William “Mo” Cowan
Governor’s former chief-of-staff will fill out term for secretary of state designate John Kerry until special election in June
Associated Press in Boston
Governor Deval Patrick has named his former chief-of-staff William “Mo” Cowan to serve as interim US senator for Massachusetts until a special election can be held this summer to fill the seat left vacant by John Kerry’s confirmation as the nation’s new secretary of state.
A person with knowledge of the appointment who spoke on condition of anonymity because an official announcement has not been made said Patrick picked Cowan, who will serve until the special election on 25 June. An announcement was expected later Wednesday morning.
Patrick gave little indication whom he favored during his deliberations. The only possible candidate Patrick confirmed speaking with was former congressman Barney Frank, and then only after Frank told reporters he’d spoken with Patrick.

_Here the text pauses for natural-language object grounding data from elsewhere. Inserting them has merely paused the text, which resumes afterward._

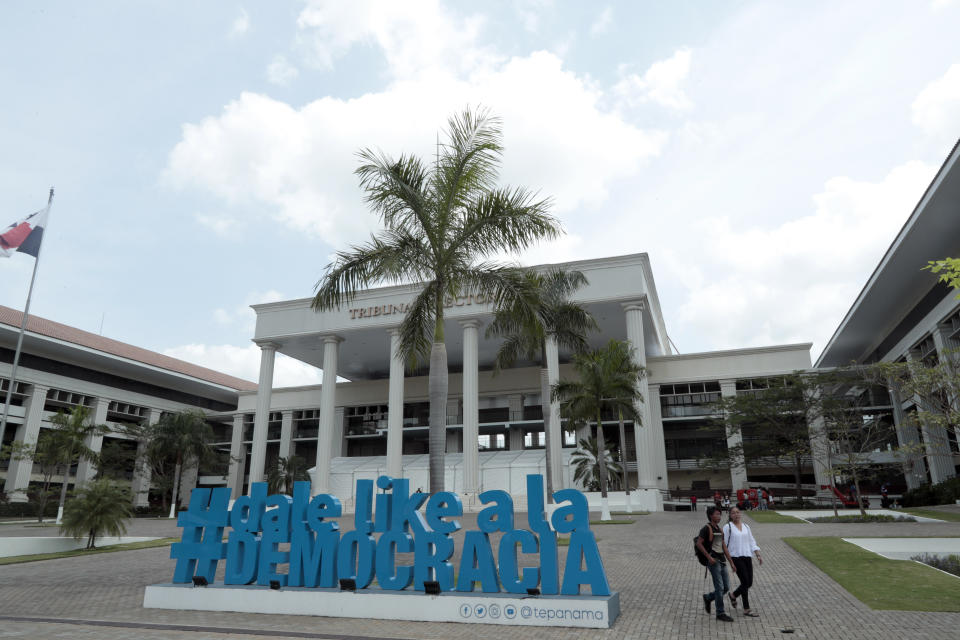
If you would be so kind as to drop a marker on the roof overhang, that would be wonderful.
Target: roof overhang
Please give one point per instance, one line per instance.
(898, 283)
(297, 330)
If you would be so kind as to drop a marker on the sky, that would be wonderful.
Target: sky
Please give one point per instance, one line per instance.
(763, 154)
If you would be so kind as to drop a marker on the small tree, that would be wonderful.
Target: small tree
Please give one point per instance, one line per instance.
(46, 457)
(72, 432)
(280, 477)
(608, 384)
(853, 431)
(773, 424)
(586, 465)
(446, 221)
(184, 438)
(948, 271)
(528, 322)
(99, 507)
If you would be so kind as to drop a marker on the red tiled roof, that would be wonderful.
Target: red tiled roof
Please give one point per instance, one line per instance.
(59, 331)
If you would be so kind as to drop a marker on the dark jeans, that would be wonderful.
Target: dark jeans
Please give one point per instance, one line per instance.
(744, 565)
(721, 583)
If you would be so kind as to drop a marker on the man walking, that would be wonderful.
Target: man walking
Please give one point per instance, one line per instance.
(711, 544)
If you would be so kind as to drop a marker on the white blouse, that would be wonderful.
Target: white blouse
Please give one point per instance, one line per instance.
(740, 542)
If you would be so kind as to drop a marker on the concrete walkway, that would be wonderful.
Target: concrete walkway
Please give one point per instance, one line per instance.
(650, 562)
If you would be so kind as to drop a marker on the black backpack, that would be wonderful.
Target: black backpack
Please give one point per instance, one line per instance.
(701, 558)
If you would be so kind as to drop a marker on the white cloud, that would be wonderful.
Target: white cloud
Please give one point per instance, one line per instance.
(660, 84)
(298, 163)
(244, 362)
(241, 24)
(936, 109)
(220, 224)
(414, 42)
(602, 24)
(281, 72)
(792, 282)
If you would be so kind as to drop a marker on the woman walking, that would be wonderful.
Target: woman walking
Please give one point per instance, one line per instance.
(742, 547)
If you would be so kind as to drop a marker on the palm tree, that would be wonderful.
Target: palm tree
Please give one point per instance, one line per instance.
(280, 477)
(99, 507)
(528, 323)
(444, 224)
(185, 438)
(609, 383)
(70, 440)
(586, 464)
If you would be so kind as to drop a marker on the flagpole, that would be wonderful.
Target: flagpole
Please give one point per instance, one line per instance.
(23, 327)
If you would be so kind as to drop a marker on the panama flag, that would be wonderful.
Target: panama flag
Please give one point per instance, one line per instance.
(24, 235)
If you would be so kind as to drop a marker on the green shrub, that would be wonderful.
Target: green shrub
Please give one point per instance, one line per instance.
(868, 518)
(946, 492)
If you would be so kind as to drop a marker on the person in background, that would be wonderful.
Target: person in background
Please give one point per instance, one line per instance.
(710, 543)
(742, 548)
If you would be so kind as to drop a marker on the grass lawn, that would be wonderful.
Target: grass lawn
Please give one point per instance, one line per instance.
(162, 542)
(949, 516)
(880, 583)
(772, 517)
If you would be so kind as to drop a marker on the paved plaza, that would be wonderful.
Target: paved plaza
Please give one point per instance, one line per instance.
(649, 562)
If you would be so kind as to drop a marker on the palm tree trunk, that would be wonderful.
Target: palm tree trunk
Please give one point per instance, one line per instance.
(602, 461)
(63, 489)
(856, 483)
(623, 462)
(545, 408)
(438, 385)
(176, 487)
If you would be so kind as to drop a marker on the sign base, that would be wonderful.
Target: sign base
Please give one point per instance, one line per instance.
(593, 612)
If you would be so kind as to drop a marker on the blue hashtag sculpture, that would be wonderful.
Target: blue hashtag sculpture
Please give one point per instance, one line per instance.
(201, 547)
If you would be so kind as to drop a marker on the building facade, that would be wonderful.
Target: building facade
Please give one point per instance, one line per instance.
(903, 313)
(62, 367)
(377, 421)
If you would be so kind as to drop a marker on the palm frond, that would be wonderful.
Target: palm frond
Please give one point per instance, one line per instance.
(393, 256)
(505, 219)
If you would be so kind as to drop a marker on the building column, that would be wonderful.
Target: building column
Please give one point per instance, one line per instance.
(286, 434)
(140, 484)
(188, 482)
(656, 418)
(821, 449)
(471, 408)
(238, 457)
(914, 467)
(556, 432)
(945, 351)
(515, 433)
(646, 434)
(395, 409)
(935, 442)
(87, 469)
(328, 401)
(19, 471)
(738, 471)
(261, 419)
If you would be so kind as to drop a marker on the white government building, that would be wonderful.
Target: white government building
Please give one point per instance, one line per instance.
(375, 422)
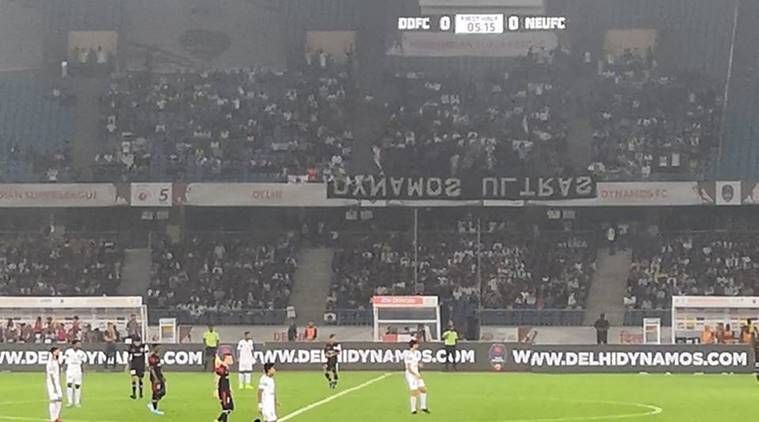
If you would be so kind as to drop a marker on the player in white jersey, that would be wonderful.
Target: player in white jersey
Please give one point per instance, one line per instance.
(417, 388)
(74, 359)
(245, 361)
(53, 381)
(267, 394)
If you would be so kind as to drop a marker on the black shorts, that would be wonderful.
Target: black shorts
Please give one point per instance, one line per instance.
(137, 370)
(159, 390)
(225, 399)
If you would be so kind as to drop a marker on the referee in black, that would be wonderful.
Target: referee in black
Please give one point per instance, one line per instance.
(450, 340)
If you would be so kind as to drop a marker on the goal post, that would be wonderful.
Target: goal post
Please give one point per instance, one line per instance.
(397, 318)
(93, 311)
(690, 314)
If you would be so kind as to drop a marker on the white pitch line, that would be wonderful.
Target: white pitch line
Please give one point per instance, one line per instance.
(333, 397)
(21, 418)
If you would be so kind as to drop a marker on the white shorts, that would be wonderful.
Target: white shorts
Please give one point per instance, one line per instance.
(413, 382)
(245, 366)
(74, 377)
(54, 393)
(269, 413)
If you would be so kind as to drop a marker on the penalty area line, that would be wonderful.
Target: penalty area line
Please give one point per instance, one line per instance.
(333, 397)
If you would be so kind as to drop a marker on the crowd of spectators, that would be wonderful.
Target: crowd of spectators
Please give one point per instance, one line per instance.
(369, 264)
(72, 265)
(504, 270)
(693, 264)
(647, 123)
(249, 124)
(514, 122)
(52, 330)
(528, 273)
(222, 273)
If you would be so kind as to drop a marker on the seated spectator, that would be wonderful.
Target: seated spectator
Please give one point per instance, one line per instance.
(36, 265)
(694, 264)
(219, 274)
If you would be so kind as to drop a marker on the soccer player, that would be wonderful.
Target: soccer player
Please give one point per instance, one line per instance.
(450, 339)
(417, 388)
(267, 395)
(74, 358)
(137, 353)
(245, 361)
(53, 381)
(224, 389)
(157, 380)
(331, 351)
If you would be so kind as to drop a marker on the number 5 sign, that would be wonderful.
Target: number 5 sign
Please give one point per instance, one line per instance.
(151, 195)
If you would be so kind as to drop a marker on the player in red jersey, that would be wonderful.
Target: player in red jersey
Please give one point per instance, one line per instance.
(157, 380)
(223, 388)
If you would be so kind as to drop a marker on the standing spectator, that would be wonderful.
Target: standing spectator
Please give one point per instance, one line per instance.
(211, 342)
(292, 331)
(611, 236)
(133, 327)
(450, 340)
(311, 332)
(602, 330)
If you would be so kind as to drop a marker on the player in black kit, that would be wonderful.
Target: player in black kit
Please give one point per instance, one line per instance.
(331, 351)
(157, 380)
(224, 390)
(137, 352)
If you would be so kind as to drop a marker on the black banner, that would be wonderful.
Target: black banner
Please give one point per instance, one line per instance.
(469, 357)
(454, 188)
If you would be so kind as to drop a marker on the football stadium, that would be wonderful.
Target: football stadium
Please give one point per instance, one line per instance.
(379, 210)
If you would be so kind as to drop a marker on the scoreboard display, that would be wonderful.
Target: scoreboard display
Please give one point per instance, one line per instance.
(481, 24)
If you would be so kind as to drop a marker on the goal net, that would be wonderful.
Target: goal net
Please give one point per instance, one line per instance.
(77, 316)
(399, 318)
(691, 314)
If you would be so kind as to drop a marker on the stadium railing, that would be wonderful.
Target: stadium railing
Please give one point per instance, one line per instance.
(540, 317)
(243, 317)
(634, 317)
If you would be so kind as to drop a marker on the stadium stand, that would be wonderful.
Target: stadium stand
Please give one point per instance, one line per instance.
(242, 125)
(694, 264)
(650, 124)
(36, 127)
(224, 276)
(451, 125)
(39, 265)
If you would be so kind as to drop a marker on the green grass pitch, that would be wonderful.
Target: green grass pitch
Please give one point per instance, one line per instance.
(468, 397)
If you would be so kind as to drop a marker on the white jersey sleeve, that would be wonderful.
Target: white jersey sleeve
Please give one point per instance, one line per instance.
(53, 378)
(267, 387)
(411, 362)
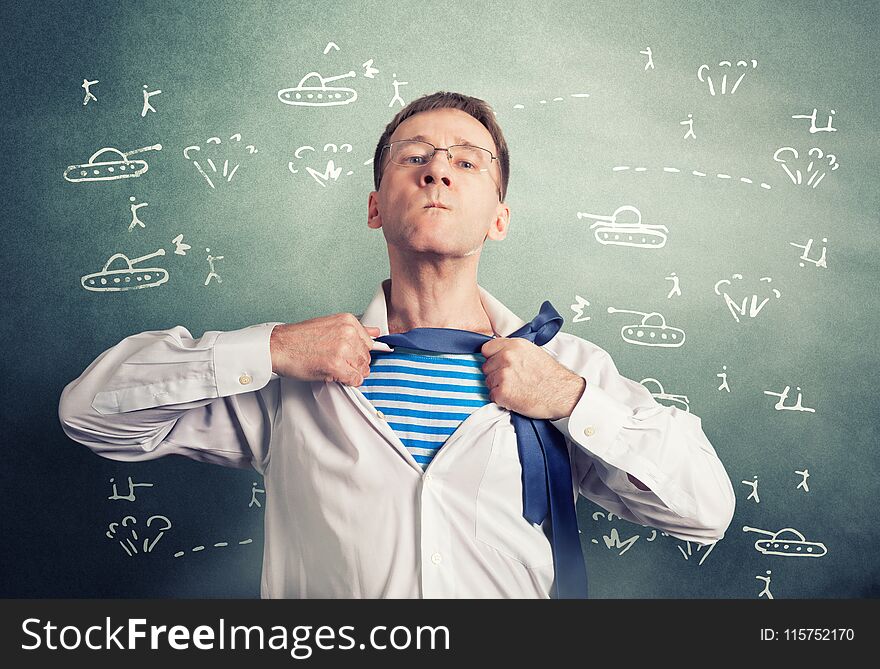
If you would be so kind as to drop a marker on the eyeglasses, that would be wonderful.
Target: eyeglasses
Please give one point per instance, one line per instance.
(464, 158)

Michael Dukakis, the former governor and 1988 Democratic presidential nominee, and Victoria Kennedy, widow of US senator Edward Kennedy, had also been mentioned as possible candidates for the interim post.
Cowan’s appointment also signals the official start of the special election race. So far the only announced candidate is Democratic US representative Edward Markey. Fellow Democratic congressman Stephen Lynch also is weighing a run and is expected to announce his final decision soon.

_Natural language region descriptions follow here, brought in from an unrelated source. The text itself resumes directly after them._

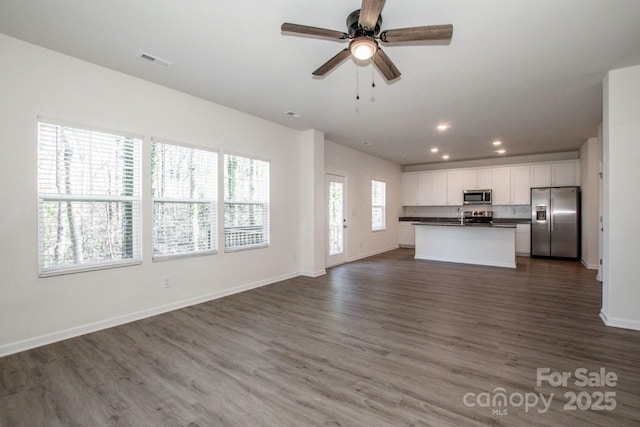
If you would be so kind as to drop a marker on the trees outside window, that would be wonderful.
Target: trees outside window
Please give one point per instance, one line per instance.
(88, 198)
(184, 193)
(246, 202)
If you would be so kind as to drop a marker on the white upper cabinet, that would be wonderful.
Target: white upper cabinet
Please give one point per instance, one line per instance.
(501, 186)
(477, 179)
(409, 189)
(511, 185)
(520, 185)
(555, 174)
(455, 187)
(432, 188)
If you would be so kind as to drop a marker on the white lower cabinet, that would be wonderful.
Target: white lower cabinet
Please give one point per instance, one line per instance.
(523, 239)
(407, 235)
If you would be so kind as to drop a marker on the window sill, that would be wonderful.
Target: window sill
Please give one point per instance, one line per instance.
(245, 248)
(173, 257)
(93, 267)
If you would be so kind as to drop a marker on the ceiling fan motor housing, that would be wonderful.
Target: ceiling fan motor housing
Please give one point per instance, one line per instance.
(354, 29)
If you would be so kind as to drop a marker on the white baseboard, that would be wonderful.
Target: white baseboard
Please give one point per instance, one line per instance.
(368, 254)
(50, 338)
(619, 323)
(313, 273)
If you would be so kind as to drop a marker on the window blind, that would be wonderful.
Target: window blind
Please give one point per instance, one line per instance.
(184, 193)
(88, 199)
(378, 205)
(246, 202)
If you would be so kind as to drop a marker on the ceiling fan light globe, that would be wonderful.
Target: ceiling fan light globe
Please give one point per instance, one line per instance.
(363, 48)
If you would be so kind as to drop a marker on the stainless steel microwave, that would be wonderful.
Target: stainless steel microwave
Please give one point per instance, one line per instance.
(477, 197)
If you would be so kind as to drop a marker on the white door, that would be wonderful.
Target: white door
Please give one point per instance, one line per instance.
(336, 221)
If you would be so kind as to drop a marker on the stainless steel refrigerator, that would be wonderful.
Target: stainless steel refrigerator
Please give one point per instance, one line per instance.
(555, 222)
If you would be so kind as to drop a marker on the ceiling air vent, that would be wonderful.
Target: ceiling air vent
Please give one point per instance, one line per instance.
(151, 58)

Former US senator Scott Brown, who won the 2010 special election to fill the seat left vacant by the death of longtime Democratic senator Edward Kennedy, has not announced whether he will run in the special election.
Brown, who is still popular in Massachusetts despite his unsuccessful re-election campaign last year, would be considered a frontrunner with a campaign effort that could easily be revived and an ability to raise tens of millions of dollars.

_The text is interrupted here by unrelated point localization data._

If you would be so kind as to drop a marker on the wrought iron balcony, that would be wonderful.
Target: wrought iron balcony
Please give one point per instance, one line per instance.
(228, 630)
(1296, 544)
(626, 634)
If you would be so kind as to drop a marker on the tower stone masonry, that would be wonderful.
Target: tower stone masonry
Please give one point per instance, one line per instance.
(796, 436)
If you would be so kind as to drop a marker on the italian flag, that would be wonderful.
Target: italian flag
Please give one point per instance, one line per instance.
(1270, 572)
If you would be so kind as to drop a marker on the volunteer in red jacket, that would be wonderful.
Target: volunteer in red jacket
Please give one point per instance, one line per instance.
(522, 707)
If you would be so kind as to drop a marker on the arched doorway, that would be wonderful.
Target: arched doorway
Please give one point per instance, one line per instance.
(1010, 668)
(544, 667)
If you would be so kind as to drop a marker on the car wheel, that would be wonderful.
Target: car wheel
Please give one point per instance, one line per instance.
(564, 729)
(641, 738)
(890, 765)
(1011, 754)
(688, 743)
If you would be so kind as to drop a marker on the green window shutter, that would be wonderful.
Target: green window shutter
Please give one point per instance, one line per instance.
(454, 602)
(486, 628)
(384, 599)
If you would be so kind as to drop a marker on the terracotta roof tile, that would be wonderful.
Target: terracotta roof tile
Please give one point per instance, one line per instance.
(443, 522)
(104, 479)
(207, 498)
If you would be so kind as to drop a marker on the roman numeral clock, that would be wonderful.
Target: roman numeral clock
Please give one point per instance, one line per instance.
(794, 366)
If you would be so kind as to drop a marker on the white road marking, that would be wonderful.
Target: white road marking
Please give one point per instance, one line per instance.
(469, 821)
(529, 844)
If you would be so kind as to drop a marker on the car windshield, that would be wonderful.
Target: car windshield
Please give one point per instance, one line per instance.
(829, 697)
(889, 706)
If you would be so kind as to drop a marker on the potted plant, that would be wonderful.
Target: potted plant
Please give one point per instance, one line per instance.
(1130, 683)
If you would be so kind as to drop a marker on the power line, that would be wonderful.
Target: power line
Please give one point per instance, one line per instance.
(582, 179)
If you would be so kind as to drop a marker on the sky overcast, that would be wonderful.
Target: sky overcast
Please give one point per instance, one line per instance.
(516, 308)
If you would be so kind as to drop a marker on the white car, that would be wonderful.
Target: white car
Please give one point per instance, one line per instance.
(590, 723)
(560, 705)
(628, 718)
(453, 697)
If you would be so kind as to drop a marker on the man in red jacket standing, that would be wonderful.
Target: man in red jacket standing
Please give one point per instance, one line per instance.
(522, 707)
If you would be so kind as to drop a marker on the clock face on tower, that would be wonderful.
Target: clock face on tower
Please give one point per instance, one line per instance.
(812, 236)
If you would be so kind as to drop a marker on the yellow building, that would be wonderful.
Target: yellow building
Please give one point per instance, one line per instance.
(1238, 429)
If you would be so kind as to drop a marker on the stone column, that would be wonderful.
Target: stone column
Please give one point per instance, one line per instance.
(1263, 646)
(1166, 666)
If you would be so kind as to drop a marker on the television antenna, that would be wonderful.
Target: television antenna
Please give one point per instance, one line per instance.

Brown also has some hurdles, including his loss last year to Democratic US senator Elizabeth Warren.
A primary is scheduled for 30 April.
The candidates face a tight schedule to raise money and convince voters to put them in the Senate.
Massachusetts secretary of state William Galvin said he’s ready to immediately release nomination papers. Candidates will have four weeks to collect the 10,000 signatures they need to get on the ballot.
Markey has already publicly challenged all Democratic and Republican candidates who might jump into the special election to agree to keep outside groups from spending money on political ads. He said he wants a deal similar to the so-called “people’s pledge” agreed to by Brown and Warren in last year’s Senate race.